String start/end delimiters: square brackets or something else? #5

robla · 2021-06-12T08:57:54Z

@nealmcb raised the issue of UTF-8 support in ABIF. I fully agree that it should be UTF-8, and I think you'd be hard pressed to find someone who objects. I've been referring to it as ASCII, but ASCII is the subset of UTF-8 that most English-speaking developers know how to deal with. That said, the test cases on the electowiki ABIF page already use several names that imply UTF-8 support is needed:

Doña García Márquez
Sue Ye (蘇業)
Adam Muñoz

Thank you, @nealmcb for updating the ABIF electowiki page (I'm assuming you're the same "nealmcb" in both places). We should assume that all ABIF documents will have UTF-8 characters outside of lower ASCII (i.e. it may contain characters above U+007E, which will be interpreted according to the UTF-8 spec)

One important note: I also suggest that bare words be much more limited (e.g. the ASCII characters for [A-Z] and [a-z]), and that we have a mapping mechanism from full strings to bare tokens, such as an optional header like this:

[Doña García Márquez]: DGM
[Sue Ye (蘇業)]: SY
[Adam Muñoz]: AM

...which would allow for mapping full UTF-8 strings to bare tokens. For example, the header above would map the string "Sue Ye (蘇業)" to the characters "SY". Pretty much any UTF-8 string should be allowed between square brackets ("[" and "]"), except for square brackets themselves.
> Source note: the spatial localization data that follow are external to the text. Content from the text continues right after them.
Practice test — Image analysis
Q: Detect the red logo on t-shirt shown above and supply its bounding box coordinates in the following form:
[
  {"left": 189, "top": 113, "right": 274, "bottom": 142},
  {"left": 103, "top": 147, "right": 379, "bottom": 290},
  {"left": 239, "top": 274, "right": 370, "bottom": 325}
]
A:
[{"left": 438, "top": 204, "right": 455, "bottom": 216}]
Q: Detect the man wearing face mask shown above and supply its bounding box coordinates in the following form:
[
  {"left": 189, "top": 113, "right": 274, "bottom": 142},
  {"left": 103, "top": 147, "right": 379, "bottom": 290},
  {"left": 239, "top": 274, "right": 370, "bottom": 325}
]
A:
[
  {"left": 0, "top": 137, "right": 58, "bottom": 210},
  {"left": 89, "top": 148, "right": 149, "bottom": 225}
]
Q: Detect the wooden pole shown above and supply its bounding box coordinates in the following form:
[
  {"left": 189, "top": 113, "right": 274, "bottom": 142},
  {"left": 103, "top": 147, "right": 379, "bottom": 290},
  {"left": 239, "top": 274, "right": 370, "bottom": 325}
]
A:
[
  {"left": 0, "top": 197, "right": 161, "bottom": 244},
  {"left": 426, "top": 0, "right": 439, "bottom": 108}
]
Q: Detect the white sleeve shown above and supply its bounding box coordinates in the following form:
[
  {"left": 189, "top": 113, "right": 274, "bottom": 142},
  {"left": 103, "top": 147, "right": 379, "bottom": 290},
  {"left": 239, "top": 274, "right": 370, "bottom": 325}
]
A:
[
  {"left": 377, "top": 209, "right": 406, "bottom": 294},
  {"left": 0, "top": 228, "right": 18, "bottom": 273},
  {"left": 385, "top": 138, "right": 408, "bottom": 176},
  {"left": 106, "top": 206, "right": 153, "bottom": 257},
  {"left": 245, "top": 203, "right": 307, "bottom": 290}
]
It seems wise to leave the presence of an opening square bracket after the first opening square bracket unspecified, and wait until we have some implementations that need a specification in order to interoperate.

It also seems wise to limit everything outside of square brackets to 7-bit ASCII characters, much like many popular programming languages and data formats used internationally, and only allow full 8-bit UTF-8 characters in quoted strings.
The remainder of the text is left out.